The third part of it is that people don't want to work without results. Little known is that your labor is in fact in vain without the numbers. I know what the Bible says, but trust me. They want the secret for doing God's work and seeing the results they want to see. One of the merits of Keller's way, which isn't the first recent innovation in church growth, is that you don't have to totally sell out on doctrine to get it done. When people attend Redeemer, they feel like they just got something the equivalent of a very good about 35 minute classroom lecture. I can take a very good 55 minute classroom lecture, but you don't want to press this too far (from what I've read, 35 minutes is about 15 minutes longer than the typical PCA sermon today). This approach does not insult anyone's intelligence. Not everyone is seeking after signs. There is a way to attract those people, especially who look like they walked off a Friends episode, but it is quite a bit messier, and you can find yourself feeling like the circus-master. Grimy. Lowest common denominator. Either way, the attraction is the results. He's got them, and as Jack Hyles once said, "I've got more people in my bathrooms at any one service than you do in your auditorium." So there.
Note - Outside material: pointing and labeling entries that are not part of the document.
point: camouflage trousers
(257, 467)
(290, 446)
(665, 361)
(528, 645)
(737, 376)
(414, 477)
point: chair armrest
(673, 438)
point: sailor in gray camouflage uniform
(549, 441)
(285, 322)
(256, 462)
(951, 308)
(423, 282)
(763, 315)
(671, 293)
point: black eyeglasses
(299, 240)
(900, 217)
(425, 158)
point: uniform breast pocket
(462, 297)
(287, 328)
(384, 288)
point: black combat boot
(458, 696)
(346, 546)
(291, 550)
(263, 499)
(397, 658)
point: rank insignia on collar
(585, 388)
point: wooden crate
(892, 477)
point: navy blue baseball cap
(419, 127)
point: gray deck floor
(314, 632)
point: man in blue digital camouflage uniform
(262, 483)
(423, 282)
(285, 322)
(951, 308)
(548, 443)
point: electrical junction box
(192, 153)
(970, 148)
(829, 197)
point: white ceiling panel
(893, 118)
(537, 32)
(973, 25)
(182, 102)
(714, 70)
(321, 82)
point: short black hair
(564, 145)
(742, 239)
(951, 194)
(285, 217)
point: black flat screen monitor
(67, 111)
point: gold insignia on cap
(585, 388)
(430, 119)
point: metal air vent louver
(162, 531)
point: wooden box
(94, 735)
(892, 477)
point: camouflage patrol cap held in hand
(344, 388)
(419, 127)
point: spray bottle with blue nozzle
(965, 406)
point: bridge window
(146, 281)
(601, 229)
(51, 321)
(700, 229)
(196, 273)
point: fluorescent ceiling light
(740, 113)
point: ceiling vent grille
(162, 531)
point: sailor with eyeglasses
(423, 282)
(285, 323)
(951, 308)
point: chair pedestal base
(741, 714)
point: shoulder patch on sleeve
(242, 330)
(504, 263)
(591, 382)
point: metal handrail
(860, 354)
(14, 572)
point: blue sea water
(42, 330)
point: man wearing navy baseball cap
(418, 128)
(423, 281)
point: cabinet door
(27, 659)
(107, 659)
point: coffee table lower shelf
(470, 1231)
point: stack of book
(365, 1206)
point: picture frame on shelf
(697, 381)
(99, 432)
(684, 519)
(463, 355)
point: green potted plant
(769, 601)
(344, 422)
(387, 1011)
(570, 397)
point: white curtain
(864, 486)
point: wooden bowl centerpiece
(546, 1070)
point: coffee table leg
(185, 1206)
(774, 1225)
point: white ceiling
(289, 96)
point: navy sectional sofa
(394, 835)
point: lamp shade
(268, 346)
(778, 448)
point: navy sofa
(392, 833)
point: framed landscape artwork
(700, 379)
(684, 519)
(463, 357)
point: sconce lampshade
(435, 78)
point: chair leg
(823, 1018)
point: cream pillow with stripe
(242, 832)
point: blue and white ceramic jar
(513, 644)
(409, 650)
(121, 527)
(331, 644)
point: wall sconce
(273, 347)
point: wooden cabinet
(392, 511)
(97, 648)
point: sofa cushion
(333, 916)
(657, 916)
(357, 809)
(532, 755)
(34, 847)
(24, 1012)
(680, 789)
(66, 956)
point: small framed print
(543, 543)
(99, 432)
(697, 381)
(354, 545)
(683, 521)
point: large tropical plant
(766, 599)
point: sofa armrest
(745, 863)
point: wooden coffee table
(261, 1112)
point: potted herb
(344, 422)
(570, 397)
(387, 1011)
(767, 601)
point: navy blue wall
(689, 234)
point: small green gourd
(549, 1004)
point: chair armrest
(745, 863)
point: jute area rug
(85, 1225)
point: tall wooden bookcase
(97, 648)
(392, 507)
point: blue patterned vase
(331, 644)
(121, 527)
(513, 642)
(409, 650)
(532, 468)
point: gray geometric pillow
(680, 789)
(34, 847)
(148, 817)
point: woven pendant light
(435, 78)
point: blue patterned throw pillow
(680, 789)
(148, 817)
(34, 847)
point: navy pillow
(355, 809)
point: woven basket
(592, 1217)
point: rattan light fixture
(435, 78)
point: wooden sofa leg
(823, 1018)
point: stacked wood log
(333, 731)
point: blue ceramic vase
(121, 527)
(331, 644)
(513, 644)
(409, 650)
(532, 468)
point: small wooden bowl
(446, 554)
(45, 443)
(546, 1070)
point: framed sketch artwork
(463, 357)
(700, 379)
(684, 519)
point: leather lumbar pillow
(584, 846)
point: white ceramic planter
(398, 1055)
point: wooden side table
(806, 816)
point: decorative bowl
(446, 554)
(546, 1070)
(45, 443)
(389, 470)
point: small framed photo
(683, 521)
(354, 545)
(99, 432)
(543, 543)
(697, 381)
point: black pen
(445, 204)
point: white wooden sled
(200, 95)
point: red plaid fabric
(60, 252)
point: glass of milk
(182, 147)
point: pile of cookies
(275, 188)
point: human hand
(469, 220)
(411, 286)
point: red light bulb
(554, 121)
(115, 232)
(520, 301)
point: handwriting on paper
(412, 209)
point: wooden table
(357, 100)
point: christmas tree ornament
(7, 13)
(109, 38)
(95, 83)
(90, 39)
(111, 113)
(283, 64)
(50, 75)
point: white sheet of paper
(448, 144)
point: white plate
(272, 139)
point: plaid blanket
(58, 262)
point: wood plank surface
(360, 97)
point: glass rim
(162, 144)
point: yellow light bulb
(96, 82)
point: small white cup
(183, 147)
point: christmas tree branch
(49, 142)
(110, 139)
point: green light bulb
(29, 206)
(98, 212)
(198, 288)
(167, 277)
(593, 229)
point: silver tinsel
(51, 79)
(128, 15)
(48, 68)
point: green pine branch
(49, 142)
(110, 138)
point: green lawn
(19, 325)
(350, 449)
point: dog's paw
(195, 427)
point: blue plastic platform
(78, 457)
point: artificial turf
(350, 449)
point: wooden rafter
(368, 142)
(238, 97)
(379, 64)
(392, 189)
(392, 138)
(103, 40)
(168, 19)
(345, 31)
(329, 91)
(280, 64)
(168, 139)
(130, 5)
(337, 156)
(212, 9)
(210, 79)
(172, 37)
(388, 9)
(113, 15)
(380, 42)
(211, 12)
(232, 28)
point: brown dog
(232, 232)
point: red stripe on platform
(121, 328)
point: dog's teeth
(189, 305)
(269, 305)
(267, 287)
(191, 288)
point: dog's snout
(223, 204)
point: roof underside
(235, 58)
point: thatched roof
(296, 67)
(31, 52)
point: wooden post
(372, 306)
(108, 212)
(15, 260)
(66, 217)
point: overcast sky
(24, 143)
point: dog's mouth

The fourth part is everything that comes along with numbers. Can you see yourself putting up with missing all that?
No, church growth comes from means clearly spelled out in the Bible. The biggest problem as you read those means in scripture is that people won't like them. Modern church growth is about turning this process into something attractive, and then justifying that by piecing it together with a bewildering extrapolation of verses. Facepalm. Why couldn't I have seen that? But who am I to question the results? Those are easy to see. And I wouldn't want to criticize these professions just because of my own sour grapes. And the body is a diverse group of parts. And they might differ on the non-essentials, but we're all the same on what really matters, so let's just welcome what's happening. Hope the best.
The above means are not how Jesus or Paul did it. The simplicity is preach the gospel to everybody. A few will want it and most will not. Those who do not want it will in general hate you. You'll have a lot of people hating you. Your church will be way different than the world. You won't be able to explain the growth because of those big differences. Something supernatural has obviously taken place. You keep teaching the Bible to the converts, they grow, they preach to others. More preaching occurs until everyone in your area hears. All of those saved keep assembling and worshiping the Lord to His glory.
There is no guaranteed way that your church will get big in number with a scriptural means. The Bible reads mainly the opposite. Keller and others sort of offer a guarantee. There's a way that will work if you implement it correctly. That's what you need seminars for. Numerical church growth is actually simple to understand and not hard to figure out. It's a matter of whether the churches and their leaders will obey it.